TAOCP 6.2.3 Exercise 27
Let a 2-3 tree be defined as in Section 6.
Exercise 27. [M23] [M23] Estimate the maximum number of comparisons needed to search in a 2-3 tree with N internal nodes.
Verified: no
Solve time: 58s
Solution
Let a 2-3 tree be defined as in Section 6.2.3 for generalized balanced search trees in which each internal node has either two or three children, and all external nodes occur at the same level. Let the height be $h$, measured as the number of edges on a path from the root to an external node.
Each search proceeds level by level. At each internal node, the key comparisons determine which of the at most three subtrees is followed. A node with two children contains one key, so exactly one comparison is sufficient to decide the direction. A node with three children contains two keys $K_1 < K_2$, and the search requires first comparing with $K_1$, and then, if necessary, comparing with $K_2$, so at most two comparisons occur at that node.
Let $C$ denote the total number of key comparisons in a worst-case search. Along any root-to-leaf path, each visited internal node contributes at least one comparison and at most two comparisons, hence
$$ h \le C \le 2h. $$
To express $h$ in terms of $N$, consider extremal shapes of 2-3 trees of height $h$.

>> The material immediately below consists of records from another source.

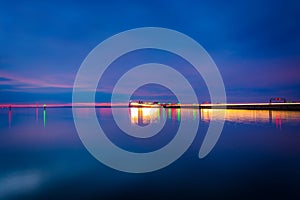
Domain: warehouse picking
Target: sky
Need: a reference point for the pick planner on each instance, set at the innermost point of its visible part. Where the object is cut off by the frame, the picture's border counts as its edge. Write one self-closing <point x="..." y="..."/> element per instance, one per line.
<point x="255" y="45"/>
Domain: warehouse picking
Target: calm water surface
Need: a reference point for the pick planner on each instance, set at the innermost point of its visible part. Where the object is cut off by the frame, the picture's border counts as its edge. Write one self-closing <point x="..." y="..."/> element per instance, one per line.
<point x="257" y="155"/>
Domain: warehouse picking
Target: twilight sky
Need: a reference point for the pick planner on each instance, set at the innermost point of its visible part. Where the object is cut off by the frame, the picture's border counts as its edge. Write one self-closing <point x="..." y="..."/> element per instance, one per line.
<point x="255" y="44"/>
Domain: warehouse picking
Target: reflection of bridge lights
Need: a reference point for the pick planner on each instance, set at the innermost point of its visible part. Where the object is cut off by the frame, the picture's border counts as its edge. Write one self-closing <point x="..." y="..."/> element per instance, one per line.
<point x="144" y="116"/>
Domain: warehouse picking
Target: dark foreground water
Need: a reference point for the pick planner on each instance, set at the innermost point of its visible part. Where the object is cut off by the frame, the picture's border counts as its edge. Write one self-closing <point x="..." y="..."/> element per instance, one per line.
<point x="42" y="157"/>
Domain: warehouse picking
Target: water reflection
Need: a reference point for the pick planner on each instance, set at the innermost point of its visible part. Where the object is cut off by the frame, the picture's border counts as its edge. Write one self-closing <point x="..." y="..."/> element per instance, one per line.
<point x="255" y="116"/>
<point x="144" y="116"/>
<point x="9" y="117"/>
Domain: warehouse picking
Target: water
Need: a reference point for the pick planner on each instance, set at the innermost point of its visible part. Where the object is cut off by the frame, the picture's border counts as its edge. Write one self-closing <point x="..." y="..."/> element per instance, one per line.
<point x="257" y="155"/>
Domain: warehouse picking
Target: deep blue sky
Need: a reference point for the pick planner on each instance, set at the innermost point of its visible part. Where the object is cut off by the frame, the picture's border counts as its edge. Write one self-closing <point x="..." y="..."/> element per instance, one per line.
<point x="255" y="44"/>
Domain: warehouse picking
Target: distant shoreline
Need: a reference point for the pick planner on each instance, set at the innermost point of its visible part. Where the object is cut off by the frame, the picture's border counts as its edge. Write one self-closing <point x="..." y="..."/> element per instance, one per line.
<point x="244" y="106"/>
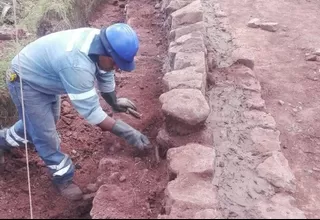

If every internal node has two children, the tree is a full binary tree, and the number of internal nodes satisfies
$$ N = 2^h - 1. $$
If every internal node has three children, the number of internal nodes satisfies
$$ N = 1 + 3 + 3^2 + \cdots + 3^{h-1} = \frac{3^h - 1}{2}. $$
For an arbitrary 2-3 tree of height $h$, monotonicity in branching degree implies
$$ 2^h - 1 \le N \le \frac{3^h - 1}{2}. $$
From $2^h - 1 \le N$, it follows that
$$ h \le \lg(N+1). $$
From $N \le \frac{3^h - 1}{2}$, it follows that
$$ 3^h \ge 2N + 1, $$
hence
$$ h \ge \log_3(2N+1). $$
Combining these inequalities with $h \le C \le 2h$ yields
$$ \log_3(2N+1) \le C \le 2\lg(N+1). $$
Thus the maximum number of comparisons required for a search in a 2-3 tree with $N$ internal nodes grows on the order of $\Theta(\lg N)$, with worst-case constant factor between $1$ and $2$ relative to the height bound and at most factor $2$ per level due to two-key nodes.